Arthur poured the tea. The steam rose up smelling floral and a little bitter. Martin wrapped his hands around his cup and held them there until the heat came close to pain. Arthur blew on his and sipped it quietly until the waitress came over to take their orders. Again, she made only the briefest of eye contact before Arthur began to order. Martin wondered what she must be thinking: car accident, fight, victim of random violence?

 

Arthur ordered a half-dozen items from the menu before taking another sip of tea. “I was thinking, maybe next month swinging back to the classics. Epic poetry.”

 

“They did enjoy Beowulf.”

 

“Yeah, but we can go broader. I’m sure plenty of those kids applying for those fancy schools know Beowulf or the Illiad. I was thinking more the Mahabharata. Well, sections of it. It has two hundred thousand verses as I recall from my world lit class. Maybe something from South East Asia. Lots of epics from that region.”

 

Martin nodded in agreement. It was a good idea and it made him glad that Arthur took his plans for the children seriously. He’d spent large parts of his life with no one to voice his thoughts or ideas to, leaving him wondering how rational or practical they really were. But self-doubt could be a killer, literally, if it came at the wrong moment.

 

“We can request a suitable translation from Amy next week.”

 

The waitress put a bowl of eggs on the table. Their shells were mottled brown. Martin picked one up. It was warm in his hands.

 

“They’re called tea eggs. They’ve been boiled in tea and spices.”

 

Martin turned the egg in his fingers and a memory tugged at the edges of his mind. Not a recent one. Old.
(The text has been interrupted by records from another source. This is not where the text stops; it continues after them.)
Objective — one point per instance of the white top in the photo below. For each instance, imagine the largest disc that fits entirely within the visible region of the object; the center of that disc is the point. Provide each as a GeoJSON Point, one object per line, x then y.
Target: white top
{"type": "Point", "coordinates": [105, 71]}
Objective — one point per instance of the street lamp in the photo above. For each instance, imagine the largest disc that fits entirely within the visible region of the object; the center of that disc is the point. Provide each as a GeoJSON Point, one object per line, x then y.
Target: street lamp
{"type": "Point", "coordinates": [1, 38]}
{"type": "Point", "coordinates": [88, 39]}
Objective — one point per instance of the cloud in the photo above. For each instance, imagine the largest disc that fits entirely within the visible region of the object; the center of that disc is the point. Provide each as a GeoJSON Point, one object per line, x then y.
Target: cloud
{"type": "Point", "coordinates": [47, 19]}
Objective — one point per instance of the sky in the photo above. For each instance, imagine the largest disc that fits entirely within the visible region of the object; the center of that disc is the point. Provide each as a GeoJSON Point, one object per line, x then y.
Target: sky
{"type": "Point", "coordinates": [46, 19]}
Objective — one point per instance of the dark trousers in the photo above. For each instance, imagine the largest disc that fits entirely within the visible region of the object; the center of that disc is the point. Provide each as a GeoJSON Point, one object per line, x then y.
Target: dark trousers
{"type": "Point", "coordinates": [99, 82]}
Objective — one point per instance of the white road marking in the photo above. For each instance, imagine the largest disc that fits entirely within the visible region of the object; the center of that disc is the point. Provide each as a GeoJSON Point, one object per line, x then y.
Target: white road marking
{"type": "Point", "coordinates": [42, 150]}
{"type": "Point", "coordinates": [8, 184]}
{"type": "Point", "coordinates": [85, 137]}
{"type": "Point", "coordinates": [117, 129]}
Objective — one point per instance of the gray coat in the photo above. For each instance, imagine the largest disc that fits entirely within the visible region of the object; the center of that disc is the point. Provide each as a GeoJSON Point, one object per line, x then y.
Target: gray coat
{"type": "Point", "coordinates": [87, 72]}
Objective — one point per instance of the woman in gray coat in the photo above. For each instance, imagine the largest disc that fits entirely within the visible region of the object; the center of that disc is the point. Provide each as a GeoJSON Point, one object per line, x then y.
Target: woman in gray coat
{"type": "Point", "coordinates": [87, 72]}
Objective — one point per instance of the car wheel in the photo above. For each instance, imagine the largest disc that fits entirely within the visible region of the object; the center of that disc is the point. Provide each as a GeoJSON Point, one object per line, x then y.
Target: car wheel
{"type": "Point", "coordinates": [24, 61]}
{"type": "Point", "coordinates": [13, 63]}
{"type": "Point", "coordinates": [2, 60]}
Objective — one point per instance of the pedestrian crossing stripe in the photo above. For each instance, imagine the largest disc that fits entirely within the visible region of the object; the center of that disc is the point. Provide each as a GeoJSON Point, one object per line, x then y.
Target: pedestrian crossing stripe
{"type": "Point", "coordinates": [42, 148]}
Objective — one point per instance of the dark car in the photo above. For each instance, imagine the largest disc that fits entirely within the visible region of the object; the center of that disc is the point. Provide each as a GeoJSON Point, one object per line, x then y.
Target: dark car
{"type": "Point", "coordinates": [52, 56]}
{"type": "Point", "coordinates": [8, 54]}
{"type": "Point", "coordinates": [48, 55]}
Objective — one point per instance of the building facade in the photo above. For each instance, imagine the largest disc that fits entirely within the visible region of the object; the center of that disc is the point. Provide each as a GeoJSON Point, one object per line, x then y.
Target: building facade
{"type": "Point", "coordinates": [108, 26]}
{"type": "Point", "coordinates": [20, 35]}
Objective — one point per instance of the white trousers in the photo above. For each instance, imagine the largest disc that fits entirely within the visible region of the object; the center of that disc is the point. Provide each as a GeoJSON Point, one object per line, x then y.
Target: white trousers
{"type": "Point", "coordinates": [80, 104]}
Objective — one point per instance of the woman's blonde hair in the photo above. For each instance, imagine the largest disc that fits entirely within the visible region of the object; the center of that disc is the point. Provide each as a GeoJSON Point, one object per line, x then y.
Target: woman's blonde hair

So old. Brown eggs, still warm, almost too large for small hands. Gentle voices over the sounds of chickens. A sandy path and feet bare. Flickers of sunlight through the branches of fruit trees. The smell of warm bread.

 

“Martin?”

 

Martin looked up from the egg. He wasn’t sure how long he’d been staring at his hands. “When I was small my mother and I lived with…”

 

‘A cult. It was a cult. Just say it.’

 

“A spiritually-centered agricultural-based community. It was my job to collect the eggs, first thing in the morning, when the chickens were still half asleep. The eggs were always brown. I was very confused the first time I saw a white egg. I thought it must have come from some strange bird, like a swan.”

 

Arthur reached across the table and placed his hands around Martin’s and the egg. “Thank you for sharing that with me.”

 

The waitress put a plate of dumplings between them and Arthur let go. Martin wanted to say more. He could. There was no reason for any of it to be a secret. There never was. He opened his mouth to explain but nothing came out.

 

‘Not yet, I guess.’

 

Small steps. Little pieces. He honestly couldn’t remember when he’d last spent any time thinking about the farm. Not since those first terrifying months in his aunt’s elegant, Manhattan apartment where everything had been alien, from the noise, to the people, to the stench of the air. Her staff had tried to comfort him with broken English and foods like nothing he’d ever experienced.

 

“Do you know how to make...?” he wracked his tear-streaked memories. “A soup. It has chicken, and green papaya, I think? And it’s spicy.”

 

Arthur smiled at him and Martin felt like he was standing in a shaft of sun between rustling trees. “It doesn’t ring a bell. But I bet we can look it up and make it together.”